The Fighting LeBrons — err, we mean the Cleveland Cavaliers — face off against the Atlanta Hawks for a trip to the NBA Finals. It’s the four-time MVP vs. four All-Stars.
And it’s a close matchup, though the Cavs have a slight edge. The Hawks earned the top seed in the East and home-court advantage, but the Cavs still have a 63 percent chance of winning the series, according to our Real Plus-Minus projections.
But if these two teams are similar in their overall level of talent, they are radically different in its distribution. This year’s Hawks team is historically well-balanced — like the 2004 Detroit Pistons, the 2006 Phoenix Suns and the 2013 San Antonio Spurs. The 2015 Cavs, in contrast, are largely carried by James (and, to a lesser extent, by Kyrie Irving).
Atlanta has four players — Kyle Korver, Paul Millsap, Al Horford and DeMarre Carroll — who have all accrued 1.1 to 1.5 wins above replacement (WAR) through the first two rounds of the playoffs. Meanwhile, LeBron has amassed 2.1 WAR for the Cavs all by himself.

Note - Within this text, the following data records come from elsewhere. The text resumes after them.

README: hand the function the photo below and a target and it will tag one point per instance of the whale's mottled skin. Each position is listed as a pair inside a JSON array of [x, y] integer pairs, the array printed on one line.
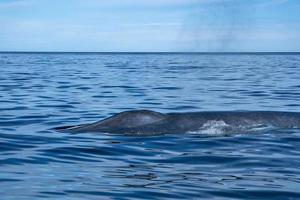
[[150, 122]]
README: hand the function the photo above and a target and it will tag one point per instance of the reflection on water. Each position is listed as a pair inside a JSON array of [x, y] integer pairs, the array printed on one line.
[[42, 91]]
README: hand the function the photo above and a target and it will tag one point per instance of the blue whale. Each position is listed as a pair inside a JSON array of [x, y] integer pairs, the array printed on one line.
[[147, 122]]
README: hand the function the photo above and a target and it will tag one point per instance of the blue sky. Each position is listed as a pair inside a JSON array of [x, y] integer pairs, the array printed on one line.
[[149, 25]]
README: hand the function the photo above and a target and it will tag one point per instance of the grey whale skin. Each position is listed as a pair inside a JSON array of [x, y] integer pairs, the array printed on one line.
[[148, 122]]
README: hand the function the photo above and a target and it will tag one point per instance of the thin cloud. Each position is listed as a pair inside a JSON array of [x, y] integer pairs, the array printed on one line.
[[16, 3]]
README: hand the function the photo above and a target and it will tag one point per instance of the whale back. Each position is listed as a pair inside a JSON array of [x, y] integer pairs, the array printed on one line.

The Hawks rank fourth out of the 124 teams to make the conference finals since 1985 in terms of the evenness of their production. (As measured by the distribution of WAR among the five players with the most minutes through the first two rounds, weighted quadratically.1)

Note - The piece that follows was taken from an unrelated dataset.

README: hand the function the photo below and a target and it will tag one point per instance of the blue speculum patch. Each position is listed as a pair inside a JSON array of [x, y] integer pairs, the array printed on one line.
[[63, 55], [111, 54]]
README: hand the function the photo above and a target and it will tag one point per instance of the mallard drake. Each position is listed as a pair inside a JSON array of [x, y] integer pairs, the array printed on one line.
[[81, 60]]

By that measure, the Hawks’ score was 52.2. (The higher the score, the greater the contribution the team received from its less-heralded players.) LeBron’s Cavs, however, ranked 71 out of the 124 teams with a score of 26.9 — so they’re not extraordinarily unbalanced, but they are less balanced than the typical team in the conference finals. In addition to the brilliance of James, that number was primarily driven by the weak production from Cleveland’s fourth- and fifth-best players, namely Tristan Thompson and Timofey Mozgov.

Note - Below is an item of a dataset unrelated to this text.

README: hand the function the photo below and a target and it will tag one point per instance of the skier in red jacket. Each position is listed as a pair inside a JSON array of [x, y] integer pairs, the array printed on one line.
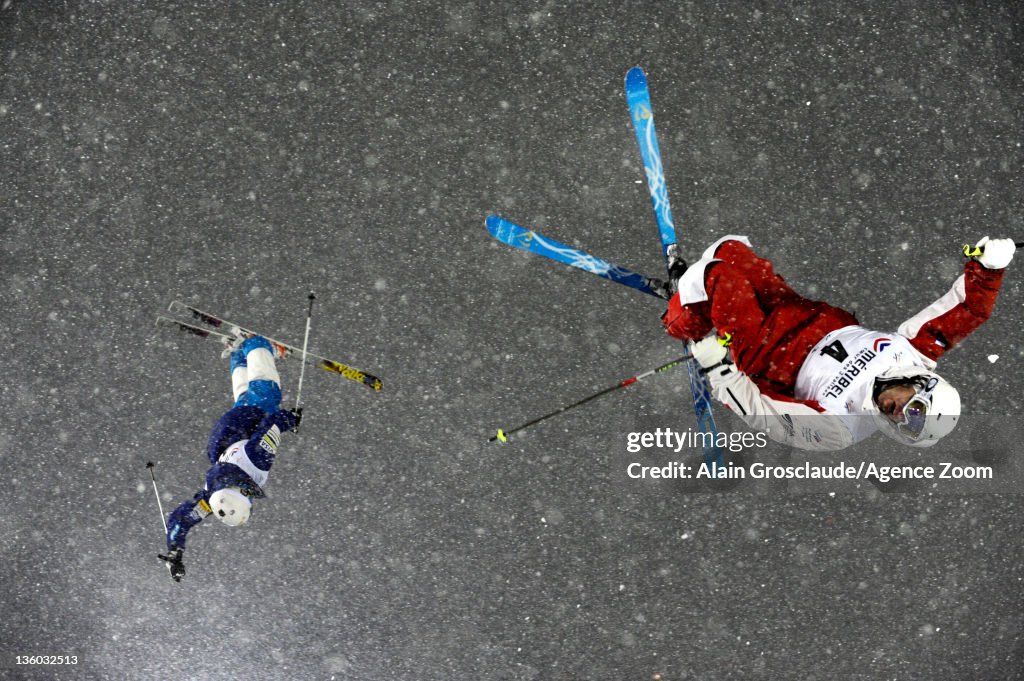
[[807, 373]]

Below is a table of each conference finalist since 1985 with their weighted WAR and its percentile. The Hawks are in the 98th percentile, while the Cavs are in the 43rd.2
Over in the Western Conference, James Harden’s Houston Rockets, however, rank as the fourth most unbalanced team in the past 31 years — in the 2nd percentile! Meanwhile, this year’s Warriors team is more balanced than usual, ranking in the 76th percentile, which is amazing given that Stephen Curry himself has 2.0 WAR through the first two rounds. The Dubs have a superstar and a well-balanced team. (Which probably goes a long way toward explaining why they’re so great.)
The Cavs are favored not because their third, fourth or fifth starter is better than his counterpart on the Hawks. He isn’t. The Cavs are favored because they have LeBron James — and that’s probably enough to get LeBron to his fifth straight NBA Finals.